Jeff Gordon not ready for retirement; wants to be a Sprint Cup champ

Published May. 7, 2014 4:30 p.m. ET

Jeff Gordon has accomplished much in his two-decade career in the NASCAR Sprint Cup Series: four championships, 88 career-wins, three Daytona 500 wins, four Brickyard 400 victories, and career-earnings nearing $140 million.

Yet there is one thing Gordon wants to accomplish before hanging up his helmet for good, becoming a Sprint Cup Series champion.

While he may be a four-time champion, Gordon's four titles came under the Winston Cup banner -- something he wants to change in a bad way.

"I've never won a Sprint Cup," he said Wednesday at the NASCAR Hall of Fame. "I get called a four-time Sprint Cup champion all the time, but I don't think of myself as that. When I walk into the shop, when I walk into the room at my home where the trophies are displayed, I see four Winston Cup trophies up there. I'm very proud of those, but there's not a Sprint Cup.

"It's not just the trophy, it's the format and the competition," he added.

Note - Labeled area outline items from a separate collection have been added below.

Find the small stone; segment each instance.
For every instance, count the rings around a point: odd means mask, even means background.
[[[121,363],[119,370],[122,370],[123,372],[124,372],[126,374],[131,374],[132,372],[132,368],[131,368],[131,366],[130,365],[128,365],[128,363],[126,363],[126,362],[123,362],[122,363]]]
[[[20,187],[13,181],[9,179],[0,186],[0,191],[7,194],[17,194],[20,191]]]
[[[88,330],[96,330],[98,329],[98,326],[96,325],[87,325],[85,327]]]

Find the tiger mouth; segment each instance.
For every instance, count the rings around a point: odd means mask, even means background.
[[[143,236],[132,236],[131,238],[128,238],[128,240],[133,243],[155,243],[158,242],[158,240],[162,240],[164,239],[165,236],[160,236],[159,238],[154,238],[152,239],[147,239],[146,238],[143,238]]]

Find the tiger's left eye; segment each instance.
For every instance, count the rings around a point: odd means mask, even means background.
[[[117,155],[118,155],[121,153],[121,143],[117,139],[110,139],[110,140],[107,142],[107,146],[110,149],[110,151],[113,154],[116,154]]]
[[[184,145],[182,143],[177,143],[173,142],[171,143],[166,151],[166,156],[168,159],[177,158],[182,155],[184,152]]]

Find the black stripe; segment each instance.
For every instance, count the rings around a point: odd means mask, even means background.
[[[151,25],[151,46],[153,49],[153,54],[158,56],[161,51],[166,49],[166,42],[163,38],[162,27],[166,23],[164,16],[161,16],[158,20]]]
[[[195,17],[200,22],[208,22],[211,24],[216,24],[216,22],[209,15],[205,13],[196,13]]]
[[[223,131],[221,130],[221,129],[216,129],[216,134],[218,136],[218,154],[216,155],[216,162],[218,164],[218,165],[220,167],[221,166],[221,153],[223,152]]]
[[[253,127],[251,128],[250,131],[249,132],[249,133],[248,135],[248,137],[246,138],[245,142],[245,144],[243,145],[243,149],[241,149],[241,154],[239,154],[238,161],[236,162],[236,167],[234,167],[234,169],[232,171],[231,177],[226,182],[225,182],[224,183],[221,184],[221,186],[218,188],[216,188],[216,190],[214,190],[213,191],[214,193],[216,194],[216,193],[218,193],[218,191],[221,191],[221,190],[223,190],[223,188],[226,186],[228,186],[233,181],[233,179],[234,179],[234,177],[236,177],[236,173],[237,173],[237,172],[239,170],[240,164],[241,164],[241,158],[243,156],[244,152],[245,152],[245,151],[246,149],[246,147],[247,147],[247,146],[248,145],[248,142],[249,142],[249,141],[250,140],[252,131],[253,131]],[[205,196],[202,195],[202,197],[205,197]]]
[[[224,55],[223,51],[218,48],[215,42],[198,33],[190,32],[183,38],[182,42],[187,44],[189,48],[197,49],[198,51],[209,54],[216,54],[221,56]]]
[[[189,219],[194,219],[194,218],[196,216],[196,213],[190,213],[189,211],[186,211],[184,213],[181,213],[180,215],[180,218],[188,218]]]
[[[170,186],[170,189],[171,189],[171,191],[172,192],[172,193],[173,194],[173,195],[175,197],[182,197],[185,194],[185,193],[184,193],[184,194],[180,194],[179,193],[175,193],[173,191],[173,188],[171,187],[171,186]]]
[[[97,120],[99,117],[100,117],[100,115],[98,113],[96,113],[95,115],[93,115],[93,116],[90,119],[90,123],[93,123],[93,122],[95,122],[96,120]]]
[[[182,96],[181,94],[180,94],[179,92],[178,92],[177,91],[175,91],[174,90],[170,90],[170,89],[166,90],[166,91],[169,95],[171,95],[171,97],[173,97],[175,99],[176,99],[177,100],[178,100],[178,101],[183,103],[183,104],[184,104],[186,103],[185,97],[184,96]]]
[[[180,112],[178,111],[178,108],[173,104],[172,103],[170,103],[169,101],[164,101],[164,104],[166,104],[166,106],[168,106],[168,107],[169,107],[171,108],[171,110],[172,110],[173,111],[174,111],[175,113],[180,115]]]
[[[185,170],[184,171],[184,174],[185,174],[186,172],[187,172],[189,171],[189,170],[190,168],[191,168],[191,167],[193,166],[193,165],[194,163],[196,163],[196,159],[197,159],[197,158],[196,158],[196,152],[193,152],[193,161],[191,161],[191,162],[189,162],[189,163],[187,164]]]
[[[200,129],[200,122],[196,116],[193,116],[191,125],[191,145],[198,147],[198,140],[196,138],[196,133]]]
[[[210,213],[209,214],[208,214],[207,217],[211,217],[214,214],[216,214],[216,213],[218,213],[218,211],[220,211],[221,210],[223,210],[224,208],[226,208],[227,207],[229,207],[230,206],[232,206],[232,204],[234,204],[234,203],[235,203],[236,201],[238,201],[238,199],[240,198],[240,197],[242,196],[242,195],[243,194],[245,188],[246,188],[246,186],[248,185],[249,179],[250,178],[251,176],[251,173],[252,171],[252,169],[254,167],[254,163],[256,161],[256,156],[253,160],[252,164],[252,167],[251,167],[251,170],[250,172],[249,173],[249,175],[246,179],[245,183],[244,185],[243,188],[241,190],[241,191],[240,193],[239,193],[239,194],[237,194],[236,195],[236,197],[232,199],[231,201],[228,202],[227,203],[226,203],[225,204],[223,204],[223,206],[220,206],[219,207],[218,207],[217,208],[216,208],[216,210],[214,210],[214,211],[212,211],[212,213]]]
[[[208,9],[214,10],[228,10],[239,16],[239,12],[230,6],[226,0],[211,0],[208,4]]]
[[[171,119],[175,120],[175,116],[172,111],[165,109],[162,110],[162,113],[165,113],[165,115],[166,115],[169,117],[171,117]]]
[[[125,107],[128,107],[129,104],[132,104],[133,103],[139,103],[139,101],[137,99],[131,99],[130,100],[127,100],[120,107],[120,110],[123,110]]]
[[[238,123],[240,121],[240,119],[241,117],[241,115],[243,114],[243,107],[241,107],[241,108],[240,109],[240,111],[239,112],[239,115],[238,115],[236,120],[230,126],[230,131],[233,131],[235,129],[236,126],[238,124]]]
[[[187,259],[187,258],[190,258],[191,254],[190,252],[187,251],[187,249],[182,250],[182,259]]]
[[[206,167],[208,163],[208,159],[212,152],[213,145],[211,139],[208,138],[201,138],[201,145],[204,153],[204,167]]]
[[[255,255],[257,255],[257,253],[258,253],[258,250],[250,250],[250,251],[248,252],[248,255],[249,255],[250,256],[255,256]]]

In addition to the reward of finally earning that Sprint Cup trophy, Gordon says having his wife, Ingrid, and their two children experience a championship season would be "as good as it could possibly get."

The driver of the No. 24 Chevrolet is certainly off to a good start through the first 10 races of the season. With four top-fives and seven top-10s, Gordon is leading the series standings heading into this weekend's race at Kansas Speedway for the fourth-straight week.


However, Gordon has yet to find victory lane in 2014. With wins meaning much more than leading the points, Gordon knows if he wants to be a serious contender for the Sprint Cup Series trophy at the end of the year, he and his Alan Gustafson-led team need to find victory lane.

"It's great to have the points lead, but it's the least important season I've ever seen leading the points," Gordon said. "It doesn't mean anything compared to previous years."

Scoring those elusive victories is the only sense of urgency Gordon has right now. The 42-year-old veteran is not concerning himself with questions of retirement or looking ahead to the future just yet.

"Five or six years ago, my back was hurting me, I was thinking this is probably coming to an end," he admitted. "I was just in pain in the car. I wasn't winning as much. You just start to think, 'Is this a sign?' 'Maybe I need to think about doing something else, that next step.'"

After the former champion worked hard on recuperating his back, his mindset and performance turned around.

When weighing retirement versus continuing his career, Gordon says his main criteria are being healthy, staying competitive and having fun.

"Right now, I'm enjoying it as much as I've ever had. I'm not really thinking about what the next step is," he said. "Don't get me wrong, over the last five or six years I've thought a lot about it. So, it at least has come into my mind where I can think and plan a little bit for that day when it comes, but I'm not sitting there picking a day, (saying) this is it."

Yet that date is approaching, whether he likes it or not. Every career eventually comes to an end, and Gordon is nearing closer to his.

"I know that time is running short," he said. "I can't say I'm sitting here concerned about it. I've had an amazing career. I've accomplished more than I ever thought that I would."

Running well and competing for the title are easy ways to put retirement in the back of the mind, he explained.

"I think it's just part of my personality or maybe part of a racecar driver's personality that I don't look too far ahead," he said. "I worry about the things that I can control. Right now the things I can control is that racecar on the weekends, working as hard as I can with the team to get the best results."

If those results can lead to wins, and those wins lead to a strong Chase, 2014 might be the year Gordon finally becomes a Sprint Cup Series champion.